# [SOLVED] Can't access iPhone 4.0 personal hotspot (tethering)



## Patriot1990

I have been trying to use the personal hotspot or tethering capability that comes with the iPhone 4.0 and my current data usage plan. While I can create the personal hotspot just fine, I am unable to access it via wifi from my laptop for some reason. I have been struggling wit this problem for several weeks now because I know there is probably something very simple that I am overlooking, but I am at the end of my rope. Can anyone help?


----------



## aciid

*Re: Can't access iPhone 4.0 personal hotspot (tethering)*

Hello Patrio1990,

Are you able to see the listed WiFi network at all?
Please let us know how far along the process you're getting, and what exactly you can not do.

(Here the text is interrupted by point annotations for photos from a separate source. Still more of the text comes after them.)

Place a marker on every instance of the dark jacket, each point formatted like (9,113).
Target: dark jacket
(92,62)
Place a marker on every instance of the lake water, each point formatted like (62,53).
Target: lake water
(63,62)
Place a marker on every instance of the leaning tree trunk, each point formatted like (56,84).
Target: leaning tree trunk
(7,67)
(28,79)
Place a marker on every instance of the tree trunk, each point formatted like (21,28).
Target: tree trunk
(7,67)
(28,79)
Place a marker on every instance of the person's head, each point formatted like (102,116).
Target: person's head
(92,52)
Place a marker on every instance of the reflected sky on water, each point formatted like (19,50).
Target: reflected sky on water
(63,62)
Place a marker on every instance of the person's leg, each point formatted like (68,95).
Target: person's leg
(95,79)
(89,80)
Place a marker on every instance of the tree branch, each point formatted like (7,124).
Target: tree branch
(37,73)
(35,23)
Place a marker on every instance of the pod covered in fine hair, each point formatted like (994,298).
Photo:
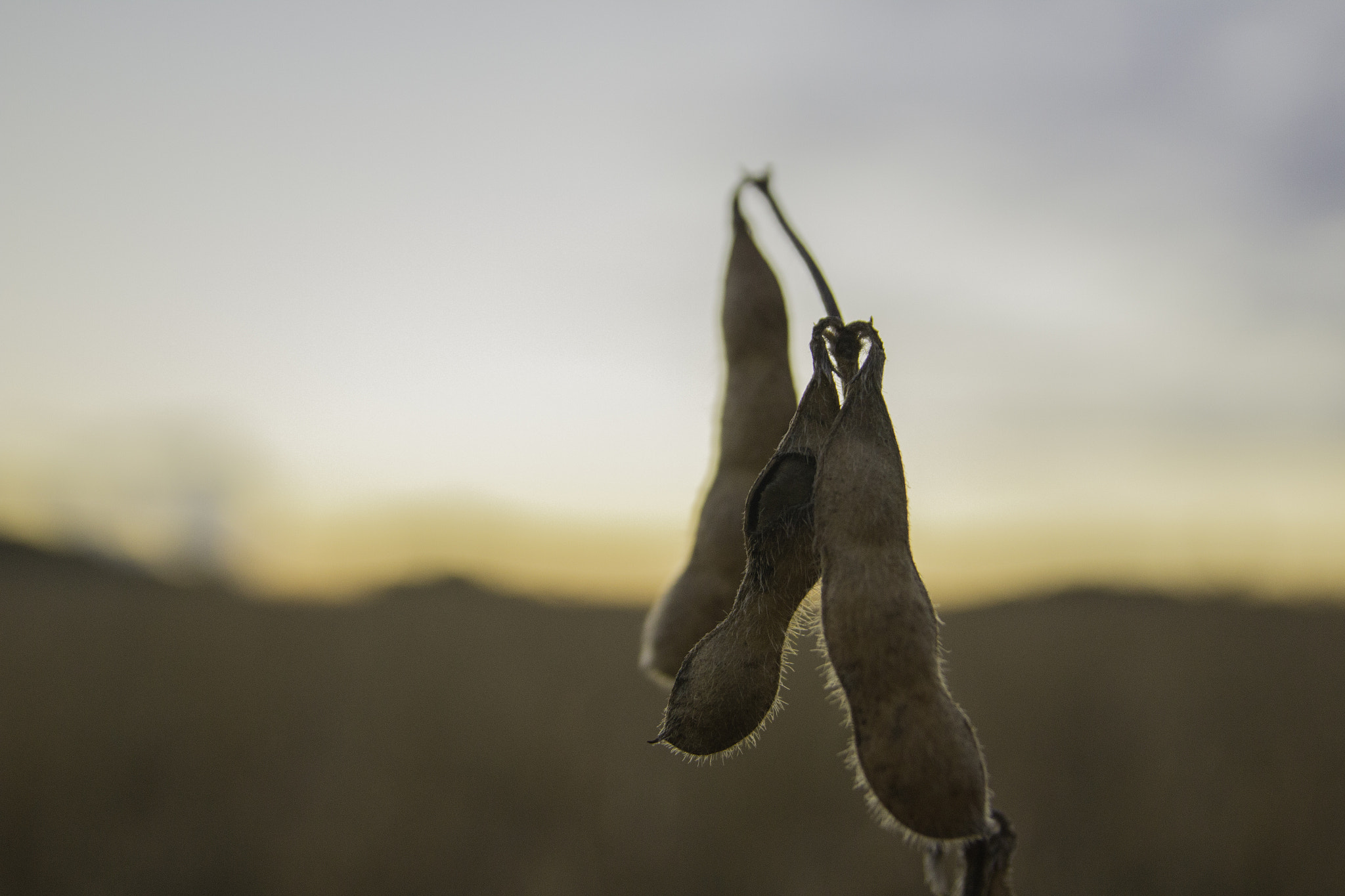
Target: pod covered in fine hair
(915,752)
(728,685)
(759,402)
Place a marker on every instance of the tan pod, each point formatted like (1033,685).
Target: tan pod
(730,683)
(759,402)
(915,752)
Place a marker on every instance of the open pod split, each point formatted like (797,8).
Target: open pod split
(728,685)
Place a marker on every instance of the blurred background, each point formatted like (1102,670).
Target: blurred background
(301,303)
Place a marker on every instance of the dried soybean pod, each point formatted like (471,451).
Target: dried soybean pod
(915,752)
(730,684)
(759,402)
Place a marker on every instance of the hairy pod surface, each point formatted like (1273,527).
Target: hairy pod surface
(730,683)
(759,400)
(915,750)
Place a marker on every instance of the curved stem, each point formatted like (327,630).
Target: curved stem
(829,301)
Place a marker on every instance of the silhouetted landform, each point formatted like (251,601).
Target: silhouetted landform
(440,739)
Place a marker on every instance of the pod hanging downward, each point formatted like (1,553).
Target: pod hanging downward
(759,402)
(915,750)
(730,683)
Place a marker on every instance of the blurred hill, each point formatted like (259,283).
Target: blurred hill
(443,739)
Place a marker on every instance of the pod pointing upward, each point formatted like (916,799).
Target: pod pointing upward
(915,750)
(759,402)
(728,685)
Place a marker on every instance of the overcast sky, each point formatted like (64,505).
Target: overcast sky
(477,250)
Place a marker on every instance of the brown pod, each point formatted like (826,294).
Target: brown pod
(730,684)
(759,402)
(915,752)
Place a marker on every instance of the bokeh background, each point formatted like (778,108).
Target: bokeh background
(304,301)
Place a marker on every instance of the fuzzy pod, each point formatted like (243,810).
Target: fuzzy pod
(728,685)
(914,750)
(759,400)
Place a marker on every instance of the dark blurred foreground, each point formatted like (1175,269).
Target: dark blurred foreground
(441,739)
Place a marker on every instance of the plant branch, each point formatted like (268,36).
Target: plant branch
(763,183)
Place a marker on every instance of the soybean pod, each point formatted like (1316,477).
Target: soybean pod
(759,402)
(914,750)
(728,687)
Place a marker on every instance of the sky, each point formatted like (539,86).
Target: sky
(335,293)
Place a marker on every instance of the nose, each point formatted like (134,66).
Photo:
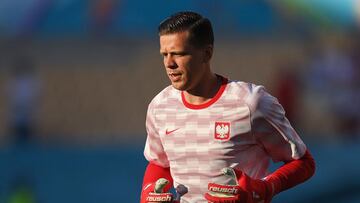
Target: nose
(169,62)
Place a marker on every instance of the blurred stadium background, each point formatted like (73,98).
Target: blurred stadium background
(76,77)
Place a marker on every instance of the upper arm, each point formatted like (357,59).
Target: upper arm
(271,127)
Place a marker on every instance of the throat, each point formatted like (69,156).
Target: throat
(204,93)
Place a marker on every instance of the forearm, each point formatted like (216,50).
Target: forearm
(292,173)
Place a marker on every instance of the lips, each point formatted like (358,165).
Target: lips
(174,76)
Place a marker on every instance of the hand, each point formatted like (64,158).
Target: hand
(248,190)
(154,192)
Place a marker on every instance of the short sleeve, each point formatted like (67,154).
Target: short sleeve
(154,151)
(271,128)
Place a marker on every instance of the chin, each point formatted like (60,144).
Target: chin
(177,86)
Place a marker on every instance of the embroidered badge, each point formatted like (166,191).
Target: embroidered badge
(222,130)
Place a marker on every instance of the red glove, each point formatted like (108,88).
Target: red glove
(248,190)
(148,194)
(153,193)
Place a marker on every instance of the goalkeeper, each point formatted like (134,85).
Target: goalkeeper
(212,136)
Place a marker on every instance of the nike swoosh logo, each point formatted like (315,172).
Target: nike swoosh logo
(167,132)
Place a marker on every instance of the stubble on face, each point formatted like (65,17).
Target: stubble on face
(182,61)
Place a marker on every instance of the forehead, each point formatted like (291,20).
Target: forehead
(174,41)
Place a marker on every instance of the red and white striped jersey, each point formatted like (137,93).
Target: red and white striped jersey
(242,127)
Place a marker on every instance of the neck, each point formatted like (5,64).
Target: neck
(204,92)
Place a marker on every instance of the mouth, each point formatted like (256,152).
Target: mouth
(174,76)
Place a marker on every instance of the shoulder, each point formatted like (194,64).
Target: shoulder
(247,91)
(163,97)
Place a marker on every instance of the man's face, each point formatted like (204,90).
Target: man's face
(184,63)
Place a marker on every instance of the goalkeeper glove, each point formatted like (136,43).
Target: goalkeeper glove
(245,189)
(154,192)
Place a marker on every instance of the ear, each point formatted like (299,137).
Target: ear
(208,51)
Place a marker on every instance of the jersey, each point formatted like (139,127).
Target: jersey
(242,126)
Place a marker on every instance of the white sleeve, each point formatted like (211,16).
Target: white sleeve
(271,128)
(154,151)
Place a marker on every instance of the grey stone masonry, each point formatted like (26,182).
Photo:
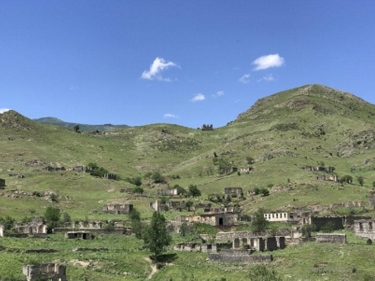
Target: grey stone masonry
(365,228)
(45,271)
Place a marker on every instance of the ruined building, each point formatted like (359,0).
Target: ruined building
(117,209)
(45,271)
(365,228)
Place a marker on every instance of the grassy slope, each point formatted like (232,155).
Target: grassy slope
(283,132)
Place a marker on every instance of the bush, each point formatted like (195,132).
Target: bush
(261,273)
(194,191)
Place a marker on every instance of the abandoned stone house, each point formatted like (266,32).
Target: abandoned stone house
(211,218)
(168,205)
(2,183)
(167,192)
(207,127)
(365,228)
(79,169)
(196,247)
(84,235)
(331,238)
(246,170)
(243,239)
(45,271)
(303,217)
(233,191)
(243,256)
(117,209)
(52,169)
(318,169)
(36,228)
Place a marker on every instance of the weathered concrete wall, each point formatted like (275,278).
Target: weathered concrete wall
(320,222)
(365,228)
(45,271)
(238,256)
(331,238)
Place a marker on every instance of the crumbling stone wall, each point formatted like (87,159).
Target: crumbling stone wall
(336,222)
(365,228)
(117,209)
(244,256)
(50,271)
(233,190)
(331,238)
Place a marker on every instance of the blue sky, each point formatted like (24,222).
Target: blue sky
(179,62)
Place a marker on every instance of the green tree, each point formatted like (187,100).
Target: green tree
(135,218)
(194,191)
(189,204)
(258,222)
(346,179)
(262,273)
(156,237)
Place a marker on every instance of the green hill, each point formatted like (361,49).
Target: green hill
(82,127)
(311,125)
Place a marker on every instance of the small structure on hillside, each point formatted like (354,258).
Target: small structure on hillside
(158,206)
(302,217)
(167,192)
(331,238)
(233,191)
(243,256)
(117,209)
(365,228)
(213,217)
(45,271)
(207,127)
(78,235)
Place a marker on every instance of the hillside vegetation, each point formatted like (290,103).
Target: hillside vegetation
(311,125)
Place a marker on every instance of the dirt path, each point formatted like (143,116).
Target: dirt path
(153,268)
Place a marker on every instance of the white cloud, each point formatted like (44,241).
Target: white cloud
(198,97)
(269,61)
(170,115)
(2,110)
(156,68)
(245,78)
(218,94)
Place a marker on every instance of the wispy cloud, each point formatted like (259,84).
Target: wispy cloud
(218,94)
(245,78)
(158,66)
(2,110)
(170,115)
(198,97)
(268,61)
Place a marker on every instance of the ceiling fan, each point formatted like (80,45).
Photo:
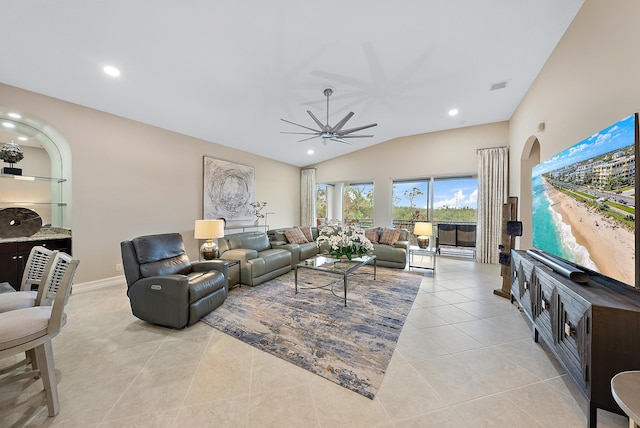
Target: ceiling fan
(327,132)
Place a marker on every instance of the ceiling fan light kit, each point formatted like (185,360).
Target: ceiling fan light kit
(328,132)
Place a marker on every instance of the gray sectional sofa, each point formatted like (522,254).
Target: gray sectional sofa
(394,256)
(259,260)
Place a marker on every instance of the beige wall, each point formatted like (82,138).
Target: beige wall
(132,179)
(591,80)
(448,153)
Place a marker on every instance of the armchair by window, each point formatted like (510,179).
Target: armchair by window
(167,289)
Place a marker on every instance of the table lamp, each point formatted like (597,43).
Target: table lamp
(423,229)
(209,230)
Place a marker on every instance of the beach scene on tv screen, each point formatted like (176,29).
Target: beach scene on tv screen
(584,203)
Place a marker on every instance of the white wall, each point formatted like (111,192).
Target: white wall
(591,80)
(131,179)
(447,153)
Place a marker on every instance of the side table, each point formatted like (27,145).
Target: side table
(625,388)
(417,256)
(234,273)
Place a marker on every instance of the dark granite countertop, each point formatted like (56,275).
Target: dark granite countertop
(45,233)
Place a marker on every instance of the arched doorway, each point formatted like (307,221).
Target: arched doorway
(529,158)
(45,185)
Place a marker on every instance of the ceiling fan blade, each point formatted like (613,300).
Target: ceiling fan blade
(340,124)
(315,119)
(340,140)
(301,126)
(356,129)
(310,138)
(300,133)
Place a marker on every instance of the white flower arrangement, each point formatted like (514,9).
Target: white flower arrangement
(346,241)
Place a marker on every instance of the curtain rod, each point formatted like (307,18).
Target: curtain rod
(489,148)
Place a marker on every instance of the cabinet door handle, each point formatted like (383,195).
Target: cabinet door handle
(569,330)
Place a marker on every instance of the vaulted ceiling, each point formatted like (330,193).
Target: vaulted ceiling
(227,71)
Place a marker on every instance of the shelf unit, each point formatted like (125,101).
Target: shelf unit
(45,195)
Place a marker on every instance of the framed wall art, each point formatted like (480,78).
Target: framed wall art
(228,191)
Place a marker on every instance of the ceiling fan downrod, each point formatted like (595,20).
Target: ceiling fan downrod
(327,93)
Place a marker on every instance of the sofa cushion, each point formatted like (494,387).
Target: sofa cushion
(306,231)
(372,234)
(295,236)
(389,236)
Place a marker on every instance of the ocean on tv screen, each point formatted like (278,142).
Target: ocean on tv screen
(583,202)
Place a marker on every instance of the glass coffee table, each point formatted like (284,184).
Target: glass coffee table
(335,266)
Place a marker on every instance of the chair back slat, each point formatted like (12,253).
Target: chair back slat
(58,266)
(62,273)
(35,268)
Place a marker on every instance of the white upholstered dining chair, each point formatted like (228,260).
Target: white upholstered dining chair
(30,330)
(36,268)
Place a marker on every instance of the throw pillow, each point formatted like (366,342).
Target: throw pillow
(295,236)
(306,231)
(372,234)
(389,236)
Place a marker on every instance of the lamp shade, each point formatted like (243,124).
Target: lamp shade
(423,228)
(209,229)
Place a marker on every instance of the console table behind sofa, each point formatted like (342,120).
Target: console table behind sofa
(458,235)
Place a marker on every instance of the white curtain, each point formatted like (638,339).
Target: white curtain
(308,197)
(493,175)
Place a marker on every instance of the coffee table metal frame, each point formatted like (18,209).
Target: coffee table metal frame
(335,266)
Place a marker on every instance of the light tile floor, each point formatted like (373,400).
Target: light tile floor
(465,358)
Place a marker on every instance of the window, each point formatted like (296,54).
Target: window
(357,204)
(410,202)
(455,200)
(321,203)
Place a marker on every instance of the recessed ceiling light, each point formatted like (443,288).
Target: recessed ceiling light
(111,71)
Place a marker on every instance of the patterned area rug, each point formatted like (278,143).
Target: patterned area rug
(351,346)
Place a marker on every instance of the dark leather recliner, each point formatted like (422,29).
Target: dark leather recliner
(164,287)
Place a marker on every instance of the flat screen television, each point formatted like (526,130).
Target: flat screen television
(583,203)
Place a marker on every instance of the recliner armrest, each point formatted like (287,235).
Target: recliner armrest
(178,283)
(242,254)
(208,265)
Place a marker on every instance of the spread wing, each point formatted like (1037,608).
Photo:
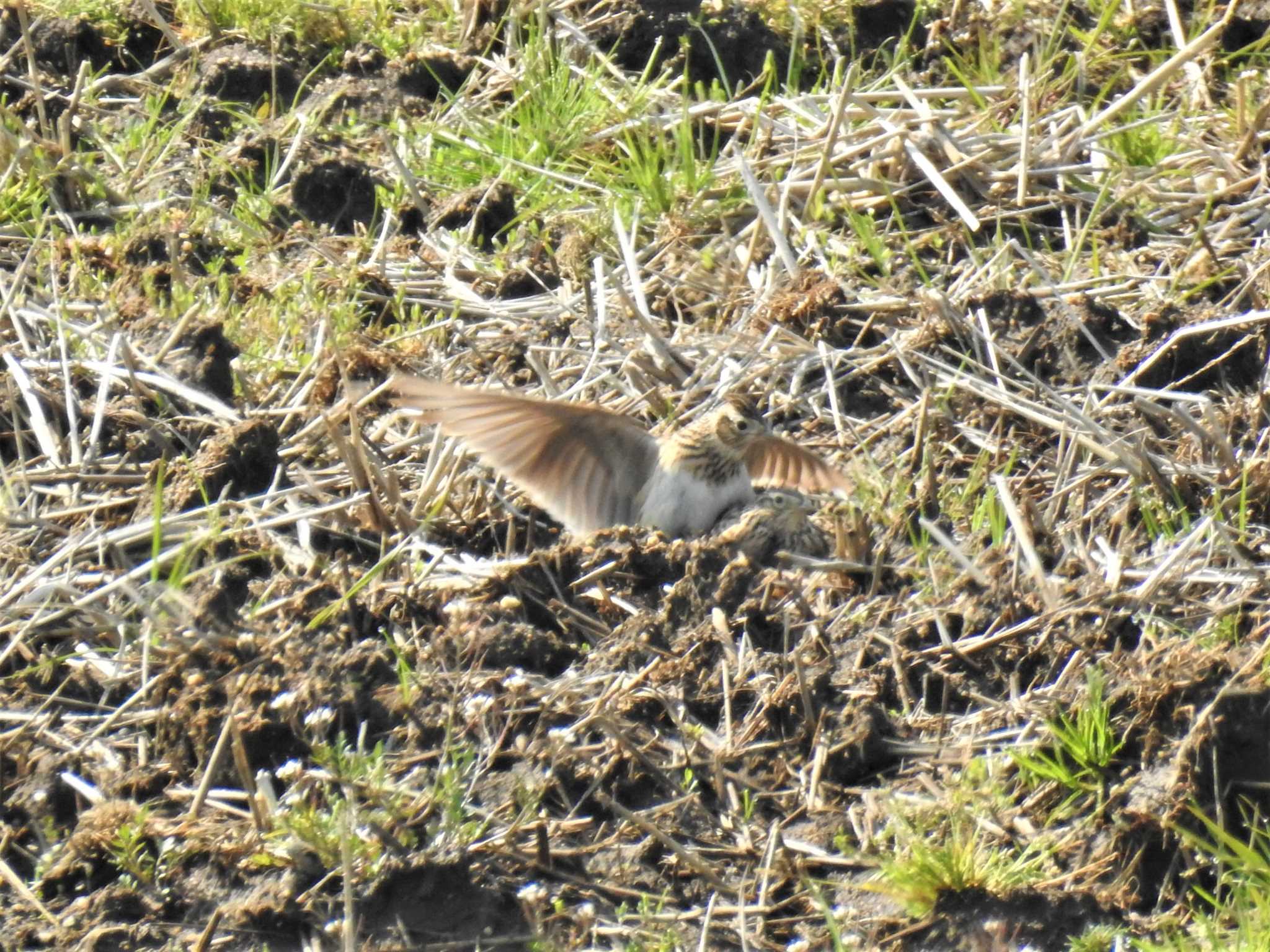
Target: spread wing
(778,462)
(582,464)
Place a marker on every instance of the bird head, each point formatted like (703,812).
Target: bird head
(737,423)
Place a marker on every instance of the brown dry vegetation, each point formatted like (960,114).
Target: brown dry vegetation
(283,671)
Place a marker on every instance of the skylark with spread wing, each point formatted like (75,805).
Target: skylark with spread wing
(591,467)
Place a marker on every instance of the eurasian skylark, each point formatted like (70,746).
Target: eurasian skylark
(776,521)
(592,467)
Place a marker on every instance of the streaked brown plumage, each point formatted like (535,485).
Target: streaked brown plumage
(776,521)
(592,467)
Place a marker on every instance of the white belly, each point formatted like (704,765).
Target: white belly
(682,506)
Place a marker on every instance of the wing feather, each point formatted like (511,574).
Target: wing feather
(778,462)
(582,464)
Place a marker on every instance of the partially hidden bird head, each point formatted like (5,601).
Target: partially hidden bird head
(735,426)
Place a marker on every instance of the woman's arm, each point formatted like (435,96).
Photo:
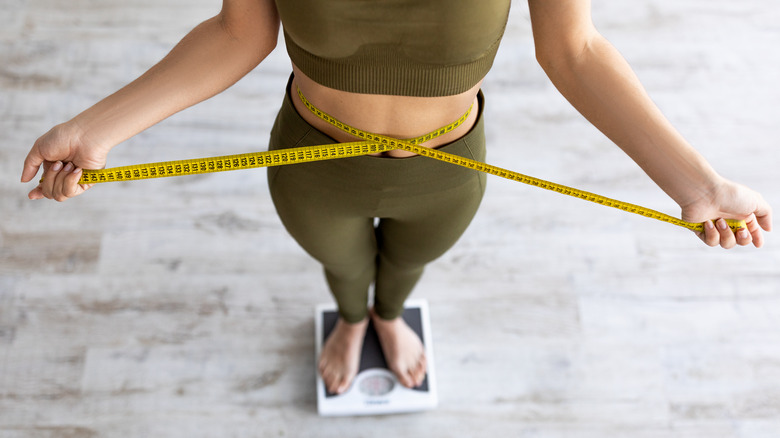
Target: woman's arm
(600,84)
(209,59)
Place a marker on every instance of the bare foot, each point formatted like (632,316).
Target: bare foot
(340,357)
(403,350)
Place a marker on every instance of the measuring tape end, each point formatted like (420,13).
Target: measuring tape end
(736,225)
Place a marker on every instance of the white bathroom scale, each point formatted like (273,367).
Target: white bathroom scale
(376,390)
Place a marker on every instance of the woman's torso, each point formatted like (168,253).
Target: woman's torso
(395,116)
(400,68)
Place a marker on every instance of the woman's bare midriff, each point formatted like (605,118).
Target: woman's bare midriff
(394,116)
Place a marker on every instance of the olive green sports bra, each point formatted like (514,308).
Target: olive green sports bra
(398,47)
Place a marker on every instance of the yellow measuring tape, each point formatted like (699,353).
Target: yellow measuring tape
(371,144)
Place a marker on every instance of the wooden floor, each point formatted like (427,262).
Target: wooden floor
(181,308)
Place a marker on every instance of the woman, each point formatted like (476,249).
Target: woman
(402,71)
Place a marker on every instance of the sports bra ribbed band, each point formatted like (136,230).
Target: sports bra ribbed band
(399,47)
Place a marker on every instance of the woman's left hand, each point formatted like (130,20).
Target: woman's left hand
(729,200)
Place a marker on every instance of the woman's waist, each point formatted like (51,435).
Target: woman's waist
(394,116)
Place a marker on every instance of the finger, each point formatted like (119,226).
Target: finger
(727,238)
(49,179)
(764,215)
(754,228)
(31,164)
(710,236)
(59,184)
(72,186)
(743,237)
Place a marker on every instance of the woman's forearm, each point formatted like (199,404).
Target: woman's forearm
(600,84)
(205,62)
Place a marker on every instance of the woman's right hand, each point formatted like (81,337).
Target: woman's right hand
(63,152)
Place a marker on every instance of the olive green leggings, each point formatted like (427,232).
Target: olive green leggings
(421,206)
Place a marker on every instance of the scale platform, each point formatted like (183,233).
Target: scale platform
(376,390)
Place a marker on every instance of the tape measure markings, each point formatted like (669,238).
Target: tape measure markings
(512,175)
(371,144)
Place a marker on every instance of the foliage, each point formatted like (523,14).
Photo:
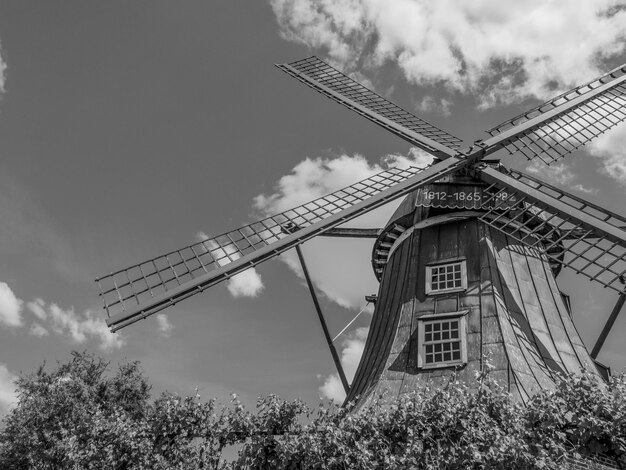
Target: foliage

1. Is the network Visible in your 'Available networks'-list on your PC?
2. Is the WiFi tethering showing as active? (Blinking blue bar in the top of the screen, when exited settings-view)
3. Does other internet sharing services work? (i.e bluetooth, USB)


----------



## Patriot1990

*Re: Can't access iPhone 4.0 personal hotspot (tethering)*

The net work appears to activate and the phone lights up blue. The network also shows up, but the name includes some strange additional characters and when I attempt to connect nothing happens. Any idea what these strange characters mean? I tried the USB, but couldn't get that to work either.


----------



## aciid

*Re: Can't access iPhone 4.0 personal hotspot (tethering)*

What machine are you tethering to, what Operating system?
Can any other devices/PCs connect to the shared network?


----------



## Patriot1990

I figured it out and got it to work. I think I had entered the password incorrectly. Thank you so much for your assistance.


----------



## aciid

*Re: Can't access iPhone 4.0 personal hotspot (tethering)*

No problem at all, glad you got it workign!
Thread has been marked as Solved.


----------